Kauw
Kauw (Foto: Aangeleverd)

Vele tinten grijs en nog trouw ook

Kraaiachtigen zijn slimme vogels, met de raaf als absolute bolleboos. We zien in het Landsmeerderveld kraaien, kauwen, eksters en een enkele Vlaamse gaai of raaf. 

De roek komt in het bosrijkere oosten van Nederland voor. Ze zijn sociaal, alleseters en opruimers: langs de A10 ruimen zij de aangereden vogels en dergelijke op. Het zijn uitstekende nestbouwers; torenvalken en ransuilen maken bijvoorbeeld graag gebruik van verlaten kraaiennesten.

Netste verenkleed

De zwarte kraai heeft het netste verenkleed, een platte kop en functioneert in kleine groepen. De kauw is kleiner en valt op door grijze veren, een lichte vlek op de kop en een opvallend lichte iris. 


Kauwen verkeren in grotere groepen en zijn onafscheidelijk van hun partner. Ze ‘krassen’ minder luid dan kraaien.


Veel lawaai

De zwart/witte ekster maakt veel lawaai, eet in het veld en nestelt in bomen in onze woonwijken. Ze zijn onderzoekend en kunnen pesten: onderling, maar ze dagen ook andere dieren uit.

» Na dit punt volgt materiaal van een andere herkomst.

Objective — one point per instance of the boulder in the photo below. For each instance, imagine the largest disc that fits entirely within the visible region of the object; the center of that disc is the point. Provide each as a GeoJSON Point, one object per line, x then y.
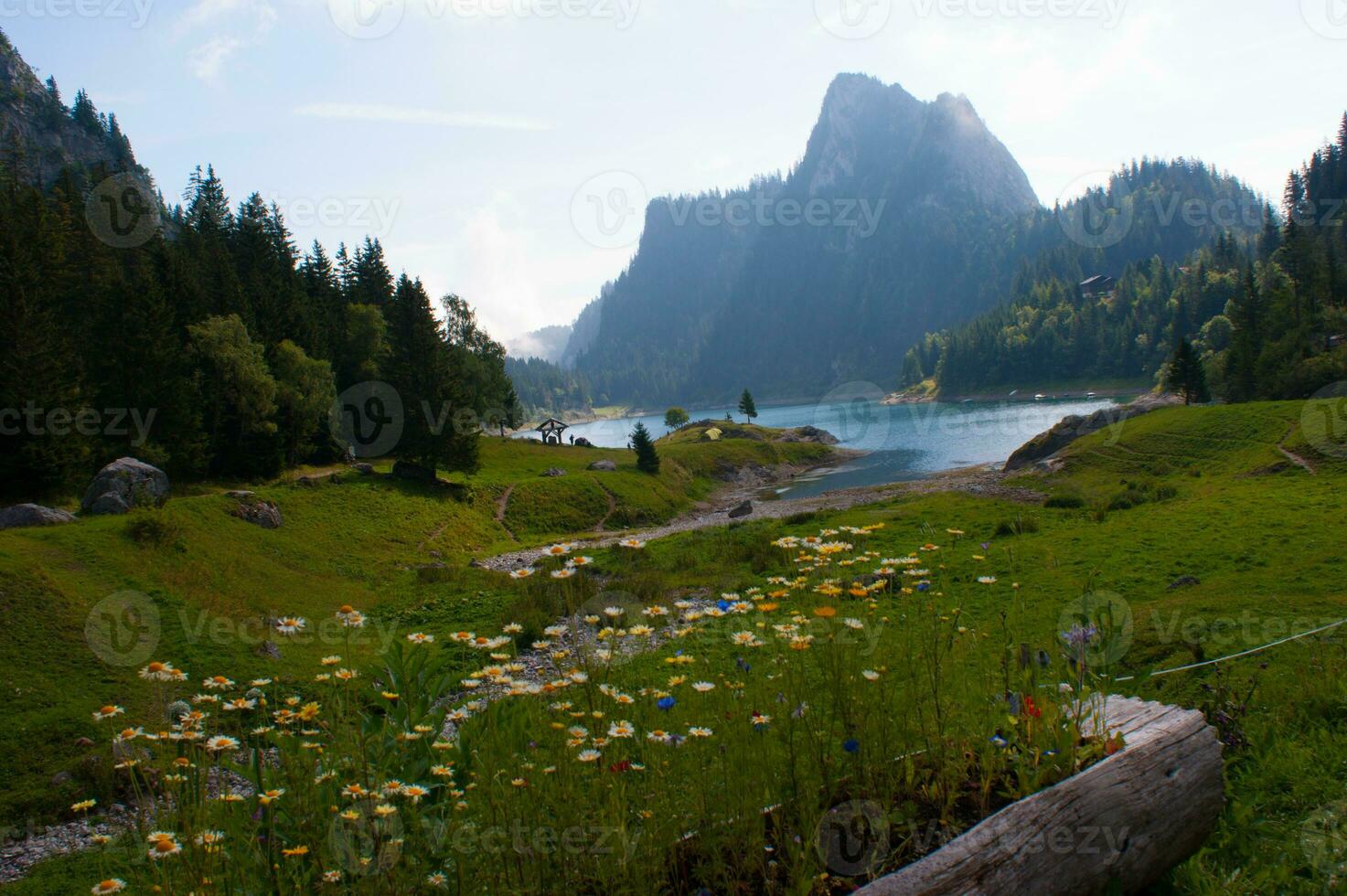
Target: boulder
{"type": "Point", "coordinates": [808, 434]}
{"type": "Point", "coordinates": [31, 515]}
{"type": "Point", "coordinates": [262, 514]}
{"type": "Point", "coordinates": [412, 472]}
{"type": "Point", "coordinates": [1074, 427]}
{"type": "Point", "coordinates": [124, 484]}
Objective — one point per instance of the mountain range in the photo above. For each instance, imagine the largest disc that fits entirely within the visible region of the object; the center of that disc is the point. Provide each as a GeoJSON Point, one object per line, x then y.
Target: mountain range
{"type": "Point", "coordinates": [923, 221]}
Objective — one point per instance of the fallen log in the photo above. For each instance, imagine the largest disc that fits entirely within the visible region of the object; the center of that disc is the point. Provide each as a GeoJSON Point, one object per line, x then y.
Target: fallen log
{"type": "Point", "coordinates": [1119, 824]}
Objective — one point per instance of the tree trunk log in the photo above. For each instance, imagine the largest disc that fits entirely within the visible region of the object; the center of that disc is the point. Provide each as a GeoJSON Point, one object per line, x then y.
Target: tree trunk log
{"type": "Point", "coordinates": [1128, 818]}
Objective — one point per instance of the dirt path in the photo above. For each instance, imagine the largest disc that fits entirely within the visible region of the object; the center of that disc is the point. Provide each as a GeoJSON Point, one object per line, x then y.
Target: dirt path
{"type": "Point", "coordinates": [974, 480]}
{"type": "Point", "coordinates": [1295, 458]}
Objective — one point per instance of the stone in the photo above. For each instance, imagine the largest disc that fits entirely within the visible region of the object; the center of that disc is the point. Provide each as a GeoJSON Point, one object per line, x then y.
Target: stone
{"type": "Point", "coordinates": [412, 472]}
{"type": "Point", "coordinates": [262, 514]}
{"type": "Point", "coordinates": [124, 484]}
{"type": "Point", "coordinates": [33, 515]}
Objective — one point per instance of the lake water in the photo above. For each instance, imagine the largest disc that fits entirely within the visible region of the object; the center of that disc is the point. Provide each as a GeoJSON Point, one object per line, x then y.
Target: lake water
{"type": "Point", "coordinates": [902, 443]}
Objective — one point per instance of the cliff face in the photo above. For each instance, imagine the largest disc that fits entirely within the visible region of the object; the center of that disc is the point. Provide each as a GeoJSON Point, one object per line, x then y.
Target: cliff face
{"type": "Point", "coordinates": [39, 135]}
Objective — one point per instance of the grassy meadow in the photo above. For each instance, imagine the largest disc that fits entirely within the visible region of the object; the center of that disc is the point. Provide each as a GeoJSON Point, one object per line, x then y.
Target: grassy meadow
{"type": "Point", "coordinates": [871, 655]}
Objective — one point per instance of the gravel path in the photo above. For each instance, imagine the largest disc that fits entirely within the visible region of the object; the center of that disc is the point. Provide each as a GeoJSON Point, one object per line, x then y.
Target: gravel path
{"type": "Point", "coordinates": [976, 480]}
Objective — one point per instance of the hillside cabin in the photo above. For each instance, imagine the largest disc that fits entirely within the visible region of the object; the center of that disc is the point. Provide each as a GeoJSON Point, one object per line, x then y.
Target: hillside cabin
{"type": "Point", "coordinates": [1098, 287]}
{"type": "Point", "coordinates": [551, 430]}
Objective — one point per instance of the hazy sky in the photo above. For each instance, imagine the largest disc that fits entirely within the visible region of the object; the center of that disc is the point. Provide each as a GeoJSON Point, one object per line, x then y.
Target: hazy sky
{"type": "Point", "coordinates": [462, 133]}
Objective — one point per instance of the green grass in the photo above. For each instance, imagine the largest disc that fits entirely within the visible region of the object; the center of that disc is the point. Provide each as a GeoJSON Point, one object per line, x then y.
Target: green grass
{"type": "Point", "coordinates": [392, 549]}
{"type": "Point", "coordinates": [1215, 501]}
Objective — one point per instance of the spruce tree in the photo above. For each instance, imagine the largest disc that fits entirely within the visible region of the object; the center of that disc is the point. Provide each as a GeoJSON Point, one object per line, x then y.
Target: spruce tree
{"type": "Point", "coordinates": [647, 458]}
{"type": "Point", "coordinates": [746, 406]}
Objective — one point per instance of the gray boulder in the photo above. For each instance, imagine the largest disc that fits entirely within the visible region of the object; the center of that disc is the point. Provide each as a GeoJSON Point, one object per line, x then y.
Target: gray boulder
{"type": "Point", "coordinates": [31, 515]}
{"type": "Point", "coordinates": [124, 484]}
{"type": "Point", "coordinates": [262, 514]}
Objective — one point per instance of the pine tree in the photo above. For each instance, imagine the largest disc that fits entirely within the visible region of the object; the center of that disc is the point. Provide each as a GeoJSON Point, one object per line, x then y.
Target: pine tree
{"type": "Point", "coordinates": [746, 406]}
{"type": "Point", "coordinates": [1185, 375]}
{"type": "Point", "coordinates": [647, 458]}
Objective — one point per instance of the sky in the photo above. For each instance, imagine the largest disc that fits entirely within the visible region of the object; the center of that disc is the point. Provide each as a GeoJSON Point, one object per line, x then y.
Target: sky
{"type": "Point", "coordinates": [475, 136]}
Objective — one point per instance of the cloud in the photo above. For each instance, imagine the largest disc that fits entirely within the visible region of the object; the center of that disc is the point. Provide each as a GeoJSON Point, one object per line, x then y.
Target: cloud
{"type": "Point", "coordinates": [410, 115]}
{"type": "Point", "coordinates": [208, 61]}
{"type": "Point", "coordinates": [242, 22]}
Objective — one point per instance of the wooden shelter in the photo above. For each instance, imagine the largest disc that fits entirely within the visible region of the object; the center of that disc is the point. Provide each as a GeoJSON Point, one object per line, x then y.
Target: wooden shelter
{"type": "Point", "coordinates": [551, 430]}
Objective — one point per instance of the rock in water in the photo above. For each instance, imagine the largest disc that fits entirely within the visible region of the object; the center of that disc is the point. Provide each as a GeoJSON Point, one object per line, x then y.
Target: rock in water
{"type": "Point", "coordinates": [31, 515]}
{"type": "Point", "coordinates": [262, 514]}
{"type": "Point", "coordinates": [124, 484]}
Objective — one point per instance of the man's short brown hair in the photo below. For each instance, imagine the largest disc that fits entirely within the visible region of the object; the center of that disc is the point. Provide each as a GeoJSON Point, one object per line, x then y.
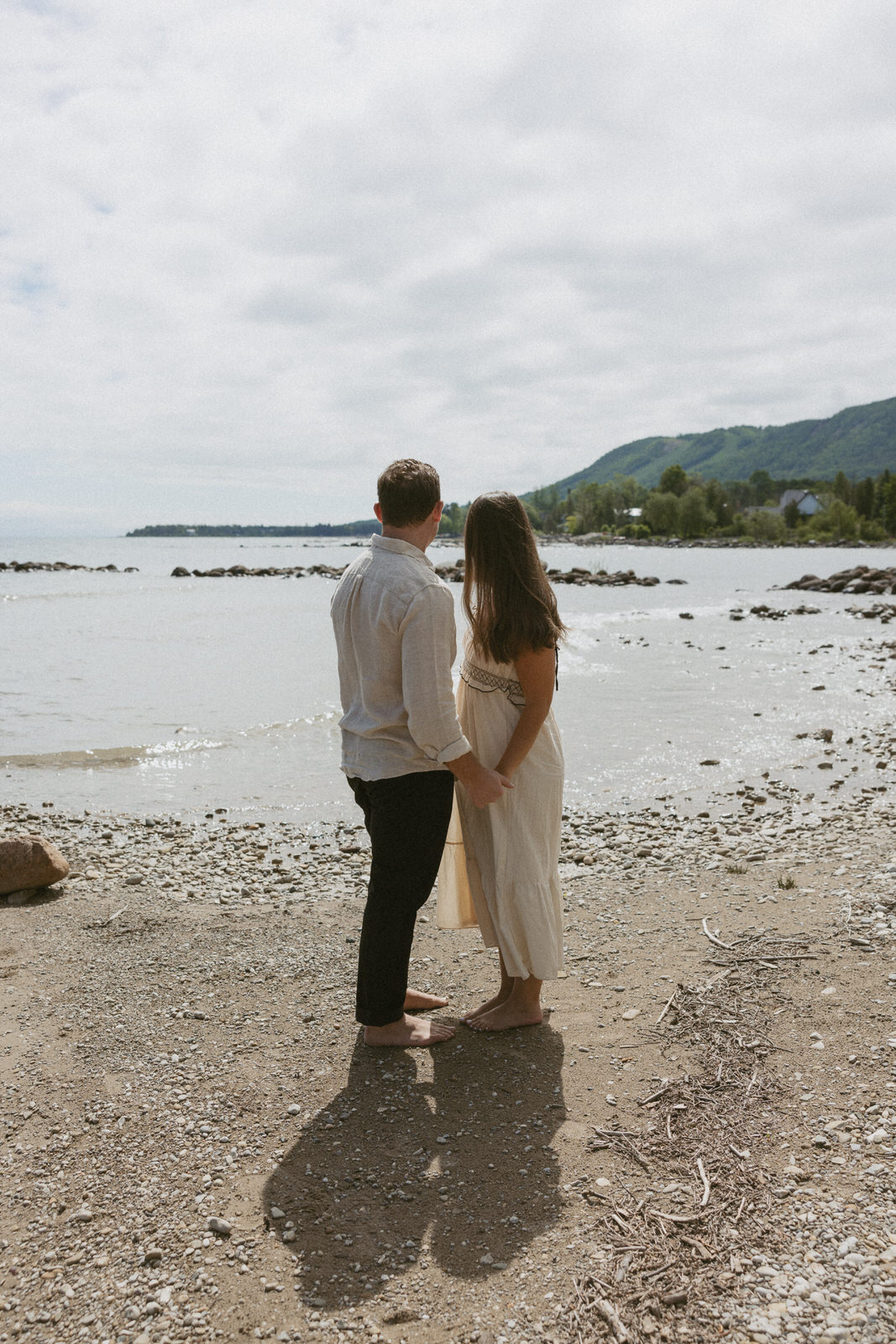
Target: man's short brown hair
{"type": "Point", "coordinates": [407, 492]}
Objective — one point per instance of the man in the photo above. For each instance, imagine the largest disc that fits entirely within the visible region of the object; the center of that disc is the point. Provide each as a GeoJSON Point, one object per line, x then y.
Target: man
{"type": "Point", "coordinates": [402, 743]}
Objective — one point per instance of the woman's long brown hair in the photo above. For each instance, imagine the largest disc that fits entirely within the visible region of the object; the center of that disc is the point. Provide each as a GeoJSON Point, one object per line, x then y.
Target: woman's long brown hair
{"type": "Point", "coordinates": [506, 596]}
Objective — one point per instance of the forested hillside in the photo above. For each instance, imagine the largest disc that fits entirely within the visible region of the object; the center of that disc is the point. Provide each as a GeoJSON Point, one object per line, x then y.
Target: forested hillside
{"type": "Point", "coordinates": [859, 441]}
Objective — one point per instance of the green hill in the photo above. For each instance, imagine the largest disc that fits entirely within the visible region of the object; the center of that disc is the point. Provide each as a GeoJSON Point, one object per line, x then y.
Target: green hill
{"type": "Point", "coordinates": [860, 441]}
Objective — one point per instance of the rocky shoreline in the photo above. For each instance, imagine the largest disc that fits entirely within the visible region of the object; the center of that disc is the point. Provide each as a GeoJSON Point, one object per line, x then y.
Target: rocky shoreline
{"type": "Point", "coordinates": [450, 573]}
{"type": "Point", "coordinates": [29, 566]}
{"type": "Point", "coordinates": [195, 1144]}
{"type": "Point", "coordinates": [862, 578]}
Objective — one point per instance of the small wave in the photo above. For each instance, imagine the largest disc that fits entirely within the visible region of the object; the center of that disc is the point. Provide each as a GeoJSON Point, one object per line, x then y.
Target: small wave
{"type": "Point", "coordinates": [107, 757]}
{"type": "Point", "coordinates": [289, 726]}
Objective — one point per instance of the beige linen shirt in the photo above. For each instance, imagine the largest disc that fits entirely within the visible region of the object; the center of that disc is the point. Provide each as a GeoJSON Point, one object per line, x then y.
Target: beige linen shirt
{"type": "Point", "coordinates": [394, 624]}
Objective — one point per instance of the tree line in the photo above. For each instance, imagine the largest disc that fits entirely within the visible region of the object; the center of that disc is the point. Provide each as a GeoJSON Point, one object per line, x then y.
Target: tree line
{"type": "Point", "coordinates": [687, 506]}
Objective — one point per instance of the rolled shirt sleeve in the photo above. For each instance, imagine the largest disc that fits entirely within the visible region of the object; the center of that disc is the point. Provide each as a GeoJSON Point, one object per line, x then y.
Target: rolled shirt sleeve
{"type": "Point", "coordinates": [427, 654]}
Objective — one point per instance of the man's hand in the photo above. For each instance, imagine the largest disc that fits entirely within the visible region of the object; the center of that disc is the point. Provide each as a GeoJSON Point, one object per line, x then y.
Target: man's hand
{"type": "Point", "coordinates": [481, 784]}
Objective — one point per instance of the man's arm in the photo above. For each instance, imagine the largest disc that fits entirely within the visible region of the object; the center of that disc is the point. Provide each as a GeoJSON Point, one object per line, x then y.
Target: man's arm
{"type": "Point", "coordinates": [427, 652]}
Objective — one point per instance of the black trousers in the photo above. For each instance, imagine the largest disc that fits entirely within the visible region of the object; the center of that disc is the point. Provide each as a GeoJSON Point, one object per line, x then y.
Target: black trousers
{"type": "Point", "coordinates": [407, 822]}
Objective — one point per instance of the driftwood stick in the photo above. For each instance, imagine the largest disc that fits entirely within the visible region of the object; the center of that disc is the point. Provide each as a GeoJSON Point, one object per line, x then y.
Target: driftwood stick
{"type": "Point", "coordinates": [676, 1218]}
{"type": "Point", "coordinates": [774, 956]}
{"type": "Point", "coordinates": [712, 937]}
{"type": "Point", "coordinates": [610, 1315]}
{"type": "Point", "coordinates": [663, 1090]}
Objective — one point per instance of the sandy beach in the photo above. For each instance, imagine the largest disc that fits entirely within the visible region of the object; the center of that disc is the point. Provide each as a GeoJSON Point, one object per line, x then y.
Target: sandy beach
{"type": "Point", "coordinates": [696, 1144]}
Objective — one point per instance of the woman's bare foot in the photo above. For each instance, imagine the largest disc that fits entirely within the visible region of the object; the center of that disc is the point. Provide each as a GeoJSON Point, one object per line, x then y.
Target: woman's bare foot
{"type": "Point", "coordinates": [506, 1015]}
{"type": "Point", "coordinates": [418, 1001]}
{"type": "Point", "coordinates": [409, 1032]}
{"type": "Point", "coordinates": [503, 995]}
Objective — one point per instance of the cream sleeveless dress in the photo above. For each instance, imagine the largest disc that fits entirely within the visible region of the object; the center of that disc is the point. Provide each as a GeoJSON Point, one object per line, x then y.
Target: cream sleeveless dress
{"type": "Point", "coordinates": [500, 864]}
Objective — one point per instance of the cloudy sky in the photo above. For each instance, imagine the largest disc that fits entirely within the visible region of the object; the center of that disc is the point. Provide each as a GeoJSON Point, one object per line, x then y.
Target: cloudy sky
{"type": "Point", "coordinates": [253, 249]}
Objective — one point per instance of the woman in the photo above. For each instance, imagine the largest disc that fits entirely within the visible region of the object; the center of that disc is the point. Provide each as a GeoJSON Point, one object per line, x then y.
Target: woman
{"type": "Point", "coordinates": [500, 866]}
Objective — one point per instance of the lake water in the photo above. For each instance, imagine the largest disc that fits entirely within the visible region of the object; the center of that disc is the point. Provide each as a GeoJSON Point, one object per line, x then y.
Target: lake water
{"type": "Point", "coordinates": [141, 692]}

De raaf lijkt op de kraai maar is groter en heeft een grotere kop met een behaarde snavel. 

Raven hebben partners voor het leven

Raven vliegen, met hun spanwijdte van gemiddeld 110 cm, net als roofvogels hoog op thermiek. Ze hebben partners voor het leven en nestelen in toppen van bomen. 


De raaf wordt als enige kraaiachtige tot de zangvogels gerekend en zijn reactiesnelheid blijkt sneller dan die van apen en mensen te kunnen zijn. Ze verstoppen voedsel voor slechte tijden en kunnen hun verstopplekken onthouden. 

Op de rode lijst

Ze spelen en kunnen spelletjes bedenken. Door bijgeloof zijn veel van die slimme en nuttige raven gedood. Ze staan daarom op de rode lijst en verdienen bescherming.